LinkedInAttic/inject

Internally scoped require() and define() cause false downloads

cburgmer opened this issue · 8 comments

I am trying to use inject together with browserify. The latter is a perfect tool of compiling all local sources with CommonJS requires into one big distributable bundle. Inject can help complete such a setup when setting up a simple development environment without the need to constantly repackage the bundle with browserify.

However, importing existing bundles made by browserify triggers Inject to load resources contained inside those and resulting in a lot of 404s. This might not only load wrong resources, but slows down the initial loading phase a lot.

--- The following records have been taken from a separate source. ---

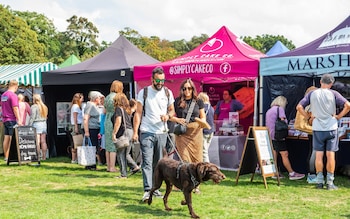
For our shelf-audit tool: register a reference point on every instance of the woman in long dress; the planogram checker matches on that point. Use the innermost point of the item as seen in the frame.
(111, 153)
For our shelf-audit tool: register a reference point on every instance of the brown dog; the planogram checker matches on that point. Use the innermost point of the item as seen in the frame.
(185, 176)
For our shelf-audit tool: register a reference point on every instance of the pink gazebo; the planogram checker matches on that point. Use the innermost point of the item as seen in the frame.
(223, 58)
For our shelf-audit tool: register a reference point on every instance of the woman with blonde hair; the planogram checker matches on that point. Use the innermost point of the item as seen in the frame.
(38, 120)
(111, 153)
(76, 119)
(122, 116)
(279, 146)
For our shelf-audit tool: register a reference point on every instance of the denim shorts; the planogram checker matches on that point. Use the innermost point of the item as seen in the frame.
(9, 127)
(40, 127)
(328, 140)
(279, 145)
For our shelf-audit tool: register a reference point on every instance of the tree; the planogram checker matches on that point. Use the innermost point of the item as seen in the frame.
(196, 41)
(18, 43)
(265, 42)
(161, 50)
(81, 36)
(46, 32)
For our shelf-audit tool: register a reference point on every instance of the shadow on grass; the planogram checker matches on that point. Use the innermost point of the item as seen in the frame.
(128, 198)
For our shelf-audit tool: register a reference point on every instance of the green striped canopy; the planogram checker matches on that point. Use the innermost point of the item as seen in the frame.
(25, 74)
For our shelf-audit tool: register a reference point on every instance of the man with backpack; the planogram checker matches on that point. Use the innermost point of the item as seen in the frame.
(151, 116)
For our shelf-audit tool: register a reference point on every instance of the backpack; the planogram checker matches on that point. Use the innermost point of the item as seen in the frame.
(145, 93)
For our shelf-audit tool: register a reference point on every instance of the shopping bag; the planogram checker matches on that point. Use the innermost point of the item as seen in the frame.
(87, 153)
(77, 140)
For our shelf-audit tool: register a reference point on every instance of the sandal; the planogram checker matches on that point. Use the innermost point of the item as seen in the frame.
(135, 170)
(121, 177)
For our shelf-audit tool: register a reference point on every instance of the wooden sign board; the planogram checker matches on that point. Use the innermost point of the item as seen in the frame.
(258, 150)
(23, 146)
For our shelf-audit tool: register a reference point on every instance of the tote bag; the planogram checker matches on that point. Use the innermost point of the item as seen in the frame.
(302, 124)
(77, 140)
(281, 128)
(87, 153)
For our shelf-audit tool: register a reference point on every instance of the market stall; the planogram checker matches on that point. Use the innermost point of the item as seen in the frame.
(222, 61)
(291, 73)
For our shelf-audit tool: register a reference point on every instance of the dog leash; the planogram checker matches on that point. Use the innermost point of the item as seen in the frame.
(173, 145)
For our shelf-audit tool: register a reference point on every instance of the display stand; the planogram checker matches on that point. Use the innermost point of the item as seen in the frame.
(23, 146)
(258, 150)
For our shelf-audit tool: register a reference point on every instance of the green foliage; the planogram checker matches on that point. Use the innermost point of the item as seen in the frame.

The proper solution for Inject would be not to parse the require statements that are offered by the browserify package itself.

(EDIT: Updated title to reflect the root of the issue)

I think the cause of this is our scanner is straight regex. It doesn't really discriminate within scopes for performance reasons. I have some design ideas I'd like to propose here to see if any of them work.

  1. Some kind of "do not scan" identifier we could add pragma-style comments to a file for inject which could aid the parser during extractRequires. For example, // # inject-no-scan could tell the parser there are no dependencies in this file (even if the require() statement would have been found). We could also write this in such a way that if we find we need additional pragmas, they would be easy to add.
  2. Make "don't scan this file" rules the RulesEngine could support this, although I'd like to keep the rules engine stuff small (there's already quite a few rule based methods right now)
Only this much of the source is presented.